Cure time is often the bottleneck of composite manufacturing processes, therefore it is important to understand the cure of today's thermosetting adhesives. This research attempts to characterize the cure rate of two commercial phenol-formaldehyde adhesives. Two methods are used, parallel-plate rheometry and dielectric spectroscopy. Viscosity data from a parallel-plate rheometer may be used to track the advance of polymerization as a function of temperature. This data can then be used to optimize press conditions and reduce production times and costs.

The research will further examine resin cure through dielectric analysis; such a technique could monitor resin cure directly and in real-time press situations. Hot-pressing processes could conceivably no longer require a set press schedule; instead they would be individually set based on dielectric data for every press batch. Such a system may lead to a more efficient and uniform product because press times could be based on individual press cycles instead of entire product lines. A more likely scenario, however, is the use of in situ adhesive cure monitoring for troubleshooting or press schedule development.

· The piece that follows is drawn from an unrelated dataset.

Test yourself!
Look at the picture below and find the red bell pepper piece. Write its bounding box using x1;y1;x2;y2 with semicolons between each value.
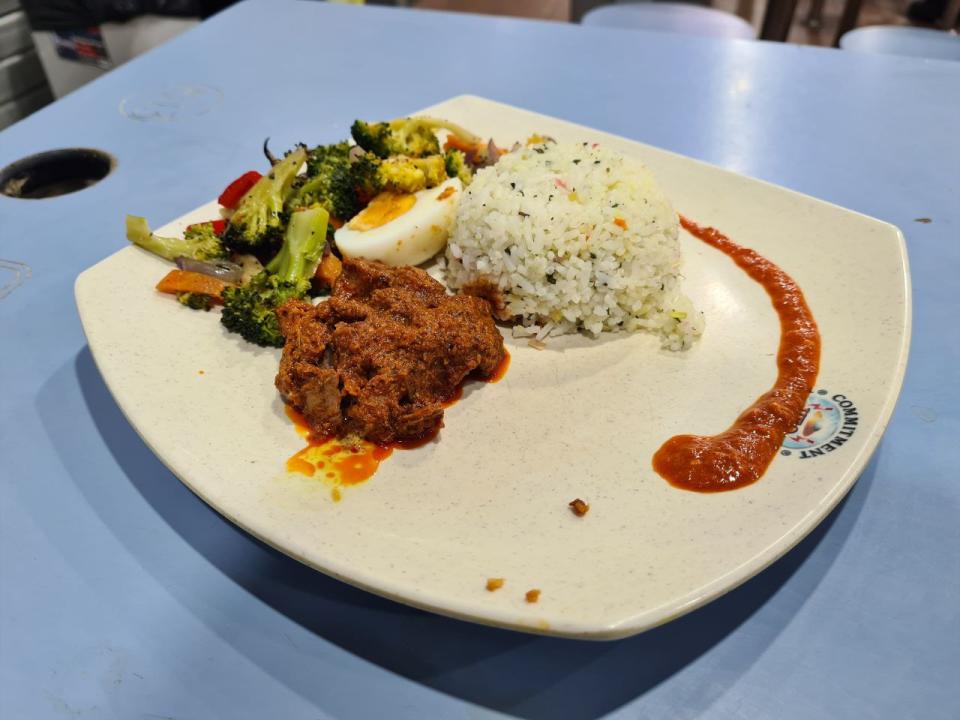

This research characterized the cure of two phenol-formaldehyde resins using parallel-plate rheometry, fringe-field dielectric analysis, and parallel-plate dielectric analysis. The general shape of the storage modulus vs. time curve and the gel and vitrification points in a temperature ramp were found.

Both dielectric analysis techniques were able to characterize trends in the resin cure and detect points such as vitrification. The two techniques were also found to be comparable when the cure profiles of similar conditions were examined.